Initially, they preferred to hide in the nebulous Europe of Freedom and Direct Democracy (EFDD) whose leaders Nigel Farage and Beppe Grillo did not care about political details of their associates. The anti-EU views of the SD were more than enough for them.
But things changed dramatically for EFDD which was affected by an endless haemorrhage. Sweden Democrats change political refuge, and, on July 3, they moved to European Conservatives and Reformists Group (ECR).
ECR, whose future as a parliamentary Group is uncertain, hosts a variety of far-right parties whose are known for their anti-immigration, anti-EU and racist remarks, as the Danish People’s Party (DF), the Bulgarian IMRO-BNM and the Finns party (Perus S).
Now the big question is what Sweden Democrats will do after the 2019 elections. As the leader of the Finns Jussi Halla-aho said in an interview, the parties of this kind feel less fear of stigmatisation and he did not exclude a possible realignment of nationalist and anti-immigration forces in the next European Parliament.
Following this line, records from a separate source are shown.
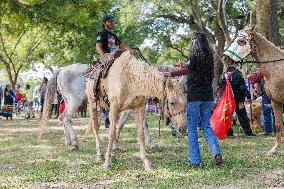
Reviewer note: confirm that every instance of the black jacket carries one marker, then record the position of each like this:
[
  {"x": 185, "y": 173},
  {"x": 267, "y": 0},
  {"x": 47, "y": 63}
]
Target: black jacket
[
  {"x": 199, "y": 80},
  {"x": 237, "y": 83}
]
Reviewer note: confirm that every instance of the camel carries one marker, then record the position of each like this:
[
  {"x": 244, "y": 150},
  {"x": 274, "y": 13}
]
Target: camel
[
  {"x": 128, "y": 82},
  {"x": 71, "y": 83},
  {"x": 271, "y": 61}
]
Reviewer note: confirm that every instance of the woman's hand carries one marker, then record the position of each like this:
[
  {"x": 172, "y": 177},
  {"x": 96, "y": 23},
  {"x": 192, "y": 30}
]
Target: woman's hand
[{"x": 167, "y": 74}]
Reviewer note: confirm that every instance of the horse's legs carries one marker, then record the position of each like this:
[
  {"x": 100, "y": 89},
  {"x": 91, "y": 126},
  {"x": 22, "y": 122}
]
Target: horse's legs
[
  {"x": 139, "y": 119},
  {"x": 147, "y": 133},
  {"x": 120, "y": 124},
  {"x": 95, "y": 128},
  {"x": 278, "y": 112},
  {"x": 113, "y": 117},
  {"x": 71, "y": 106},
  {"x": 66, "y": 134}
]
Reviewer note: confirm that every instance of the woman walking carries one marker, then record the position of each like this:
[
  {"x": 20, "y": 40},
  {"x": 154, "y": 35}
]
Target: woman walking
[{"x": 200, "y": 71}]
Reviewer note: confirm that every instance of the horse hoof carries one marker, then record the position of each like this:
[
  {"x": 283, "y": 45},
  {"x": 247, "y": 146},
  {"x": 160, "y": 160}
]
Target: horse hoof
[
  {"x": 107, "y": 165},
  {"x": 271, "y": 152},
  {"x": 149, "y": 166},
  {"x": 74, "y": 147},
  {"x": 99, "y": 158},
  {"x": 154, "y": 146},
  {"x": 115, "y": 148}
]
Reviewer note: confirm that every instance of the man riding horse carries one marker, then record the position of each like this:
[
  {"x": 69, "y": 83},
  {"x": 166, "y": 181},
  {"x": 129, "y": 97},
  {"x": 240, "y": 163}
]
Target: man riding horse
[{"x": 108, "y": 42}]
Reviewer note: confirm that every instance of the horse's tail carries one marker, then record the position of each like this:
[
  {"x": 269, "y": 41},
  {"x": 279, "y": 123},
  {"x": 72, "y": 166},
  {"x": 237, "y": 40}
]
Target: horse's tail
[{"x": 51, "y": 89}]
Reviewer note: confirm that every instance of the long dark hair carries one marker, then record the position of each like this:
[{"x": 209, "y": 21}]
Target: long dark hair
[
  {"x": 201, "y": 52},
  {"x": 6, "y": 88}
]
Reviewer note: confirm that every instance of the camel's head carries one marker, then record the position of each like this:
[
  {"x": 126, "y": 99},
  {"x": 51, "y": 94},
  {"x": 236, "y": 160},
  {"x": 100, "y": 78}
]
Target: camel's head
[
  {"x": 242, "y": 46},
  {"x": 175, "y": 106}
]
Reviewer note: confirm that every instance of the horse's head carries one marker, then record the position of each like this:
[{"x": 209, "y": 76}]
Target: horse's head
[
  {"x": 242, "y": 46},
  {"x": 175, "y": 105}
]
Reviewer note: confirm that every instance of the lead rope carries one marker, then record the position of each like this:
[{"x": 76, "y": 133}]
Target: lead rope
[{"x": 162, "y": 108}]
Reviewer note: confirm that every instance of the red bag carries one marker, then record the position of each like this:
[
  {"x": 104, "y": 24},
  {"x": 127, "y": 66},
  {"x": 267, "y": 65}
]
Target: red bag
[{"x": 221, "y": 118}]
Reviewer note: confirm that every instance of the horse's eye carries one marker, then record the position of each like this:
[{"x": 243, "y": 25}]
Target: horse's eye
[{"x": 242, "y": 42}]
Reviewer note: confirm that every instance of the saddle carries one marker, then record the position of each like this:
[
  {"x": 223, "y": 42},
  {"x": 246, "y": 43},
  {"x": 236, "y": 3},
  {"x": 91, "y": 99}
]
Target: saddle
[{"x": 99, "y": 70}]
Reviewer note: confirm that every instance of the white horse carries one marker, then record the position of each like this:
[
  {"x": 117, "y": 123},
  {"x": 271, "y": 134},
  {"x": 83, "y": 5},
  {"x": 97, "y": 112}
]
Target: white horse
[{"x": 71, "y": 83}]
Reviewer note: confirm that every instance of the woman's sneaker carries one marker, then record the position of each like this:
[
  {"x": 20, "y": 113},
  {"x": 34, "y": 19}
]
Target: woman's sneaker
[{"x": 218, "y": 160}]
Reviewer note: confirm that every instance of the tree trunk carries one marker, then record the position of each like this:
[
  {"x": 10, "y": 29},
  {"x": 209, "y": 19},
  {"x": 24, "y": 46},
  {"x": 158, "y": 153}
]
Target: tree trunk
[
  {"x": 267, "y": 20},
  {"x": 9, "y": 73}
]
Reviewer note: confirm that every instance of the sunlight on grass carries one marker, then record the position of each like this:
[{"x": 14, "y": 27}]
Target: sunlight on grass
[{"x": 26, "y": 161}]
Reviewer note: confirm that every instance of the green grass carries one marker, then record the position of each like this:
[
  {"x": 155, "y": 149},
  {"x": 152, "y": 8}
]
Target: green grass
[{"x": 27, "y": 162}]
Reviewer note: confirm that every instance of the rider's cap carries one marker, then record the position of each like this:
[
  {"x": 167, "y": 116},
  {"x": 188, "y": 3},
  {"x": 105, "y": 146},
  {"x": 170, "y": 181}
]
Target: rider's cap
[{"x": 108, "y": 18}]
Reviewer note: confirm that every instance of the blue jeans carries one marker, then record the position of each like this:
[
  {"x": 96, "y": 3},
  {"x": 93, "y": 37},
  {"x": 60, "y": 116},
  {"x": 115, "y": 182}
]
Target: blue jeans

Nevertheless, Le Pen is no longer attractive among far-right parties. The new Star is Salvini, whose portfolio of interior minister of one of the biggest EU member states gives him a lot of prestige.
What the growth of Sweden Democrats means for Sweden
Today, Sweden has a coalition government constituted by the Social democrats and the Greens.
According to the latest polls, Sweden Democrats come second after the Social democrats, leaving in third place the conservative Moderate party (affiliated with EPP).
Until now, a cordon sanitaire formed by the other parties exists against Sweden Democrats. There is also a ban by some media to Sweden Democrat advertising.
Although the far-right party declares it will support any coalition government without participation in it, the rest of political parties reject any contact and any collaboration.
A possible success of the Sweden Democrats in the September 9 elections – the second position – will not bring catastrophe. As it is expected, a new collation government will be formed sooner or later in Sweden keeping for the moment the far-right out of power. But it should concern Swedish political parties for the future.
2019 EU elections
A possible Sweden Democrats electoral success will have more impact in the EU than in Sweden. Already, far-right parties participate in EU governments in Italy, Austria, Slovakia, Bulgaria while some other governments are marked by far-right politics. It is expected that anti-immigration and nationalist parties will increase their influence in the next European Parliament.
One thing is for certain, we are at the beginning of a long pre-electoral campaign that will last until May 2019. Elections in Sweden is the first ‘crash test’ and the results will influence the political environment in EU countries. All kinds of ‘fake news’, sponsored by Russia or Steve Bannon, will surely enjoy moments of glory.
If Sweden Democrats secure second place, this victory will be used to reinforce the political campaigns of far-right parties across Europe.